1) The voltage and the current in a circuit are related by Ohm's law:
[tex]V=I R_{eq}[/tex]
where
V is the voltage of the circuit
I the current
[tex]R_{Eq}[/tex] is the equivalent resistance of the circuit.
This can be rewritten also as
[tex]I= \frac{V}{R_{eq}}[/tex] (1)
We can see from this equation that there is a direct proportionality between the voltage and the current: so, as we increase the voltage, the current increases as well; vice-versa, if we decrease the voltage, the current decreases.
2) When we add more light bulbs in series, the equivalent resistance of the circuit increases, because each light bulb has its own resistance and the equivalent resistance of a series of n resistors is
[tex]R_{Eq} = R_1 + R_2 + ... +R_n[/tex]
3 )Looking at Ohm's law (1), we see that since the equivalent resistance has increased, if the voltage is not changed then the current in the circuit is not constant: instead, it decreases, so every time we add a new light bulb the brightness of each bulb decreases.
4) When we add more light bulbs in parallel, the equivalent resistance of the circuit decreases. In fact, each light bulb has its own resistance, and the equivalent resistance of n resistors in parallel is given by
[tex] \frac{1}{R_{eq}} = \frac{1}{R_1}+ \frac{1}{R_2}+...+ \frac{1}{R_n} [/tex]

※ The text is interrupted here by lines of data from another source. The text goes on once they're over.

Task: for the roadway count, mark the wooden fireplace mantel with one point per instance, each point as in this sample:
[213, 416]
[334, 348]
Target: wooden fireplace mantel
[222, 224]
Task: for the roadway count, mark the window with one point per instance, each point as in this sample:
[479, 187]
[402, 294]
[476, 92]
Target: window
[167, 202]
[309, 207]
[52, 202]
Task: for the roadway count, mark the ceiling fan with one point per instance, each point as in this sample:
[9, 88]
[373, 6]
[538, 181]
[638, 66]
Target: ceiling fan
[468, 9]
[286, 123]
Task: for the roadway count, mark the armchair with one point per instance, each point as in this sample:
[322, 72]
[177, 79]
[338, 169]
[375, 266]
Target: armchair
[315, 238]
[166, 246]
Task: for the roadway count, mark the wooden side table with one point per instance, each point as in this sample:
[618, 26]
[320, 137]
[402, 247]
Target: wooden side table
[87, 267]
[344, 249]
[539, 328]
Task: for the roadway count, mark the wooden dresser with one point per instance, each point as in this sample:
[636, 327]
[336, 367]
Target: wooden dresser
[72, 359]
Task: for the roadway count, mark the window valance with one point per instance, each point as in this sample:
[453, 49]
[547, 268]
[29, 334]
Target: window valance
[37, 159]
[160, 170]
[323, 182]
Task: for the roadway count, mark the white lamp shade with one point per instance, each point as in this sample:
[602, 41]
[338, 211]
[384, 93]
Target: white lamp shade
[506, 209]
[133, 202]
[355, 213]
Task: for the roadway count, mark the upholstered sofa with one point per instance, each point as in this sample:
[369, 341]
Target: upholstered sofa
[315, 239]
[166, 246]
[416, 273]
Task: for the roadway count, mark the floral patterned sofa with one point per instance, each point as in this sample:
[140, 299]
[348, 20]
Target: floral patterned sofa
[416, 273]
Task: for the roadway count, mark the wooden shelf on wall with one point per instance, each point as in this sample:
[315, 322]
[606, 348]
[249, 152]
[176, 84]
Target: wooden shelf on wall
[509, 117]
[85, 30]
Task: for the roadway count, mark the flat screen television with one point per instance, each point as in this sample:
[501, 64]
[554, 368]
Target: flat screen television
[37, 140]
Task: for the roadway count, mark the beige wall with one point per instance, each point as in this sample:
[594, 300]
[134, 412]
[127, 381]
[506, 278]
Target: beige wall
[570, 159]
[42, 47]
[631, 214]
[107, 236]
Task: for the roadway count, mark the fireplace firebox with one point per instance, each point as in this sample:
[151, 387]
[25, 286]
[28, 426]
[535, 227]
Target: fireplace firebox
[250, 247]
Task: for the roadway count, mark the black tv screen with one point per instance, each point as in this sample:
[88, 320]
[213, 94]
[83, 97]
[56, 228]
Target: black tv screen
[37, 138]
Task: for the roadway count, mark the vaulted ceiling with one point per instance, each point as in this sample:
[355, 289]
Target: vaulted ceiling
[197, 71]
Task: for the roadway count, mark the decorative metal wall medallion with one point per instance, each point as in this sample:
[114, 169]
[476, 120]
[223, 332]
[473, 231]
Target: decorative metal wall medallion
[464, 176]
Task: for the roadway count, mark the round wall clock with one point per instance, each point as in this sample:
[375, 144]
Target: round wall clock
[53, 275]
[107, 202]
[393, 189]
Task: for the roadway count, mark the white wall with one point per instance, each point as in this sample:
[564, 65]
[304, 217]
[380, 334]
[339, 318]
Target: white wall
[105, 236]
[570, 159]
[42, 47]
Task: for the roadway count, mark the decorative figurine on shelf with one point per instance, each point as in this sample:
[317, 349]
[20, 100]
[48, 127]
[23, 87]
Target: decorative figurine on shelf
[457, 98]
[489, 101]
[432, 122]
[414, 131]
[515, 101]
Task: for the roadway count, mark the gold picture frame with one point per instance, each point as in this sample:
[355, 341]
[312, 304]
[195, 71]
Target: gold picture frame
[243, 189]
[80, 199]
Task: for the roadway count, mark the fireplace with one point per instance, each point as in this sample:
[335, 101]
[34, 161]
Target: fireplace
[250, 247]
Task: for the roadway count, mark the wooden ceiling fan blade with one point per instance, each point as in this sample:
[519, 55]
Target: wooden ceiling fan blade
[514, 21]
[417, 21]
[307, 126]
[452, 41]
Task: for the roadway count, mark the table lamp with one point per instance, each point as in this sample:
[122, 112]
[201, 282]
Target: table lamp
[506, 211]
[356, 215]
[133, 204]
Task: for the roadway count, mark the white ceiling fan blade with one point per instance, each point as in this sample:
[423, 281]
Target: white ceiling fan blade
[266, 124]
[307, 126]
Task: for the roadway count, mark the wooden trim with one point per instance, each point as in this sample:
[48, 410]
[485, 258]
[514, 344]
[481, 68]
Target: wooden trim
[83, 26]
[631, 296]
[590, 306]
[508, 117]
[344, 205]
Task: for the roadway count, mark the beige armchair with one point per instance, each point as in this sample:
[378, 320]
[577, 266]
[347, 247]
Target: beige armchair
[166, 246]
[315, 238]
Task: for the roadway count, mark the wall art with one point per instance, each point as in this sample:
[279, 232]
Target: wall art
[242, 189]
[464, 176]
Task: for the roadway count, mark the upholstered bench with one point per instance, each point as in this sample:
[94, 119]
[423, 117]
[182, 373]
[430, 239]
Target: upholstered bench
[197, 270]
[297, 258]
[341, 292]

We see from the formula that every time we add a new light bulb (a new resistor), the sum on the right increases. This means that the term [tex] \frac{1}{R_{eq}} [/tex] increases, and this means the equivalent resistance [tex]R_{eq}[/tex] of the circuit is decreasing.
5) By looking again at Ohm's law (1), we see that in this case, if the voltage is kept constant, then the overall current in the circuit is increasing, because [tex]R_{eq}[/tex] has decreased.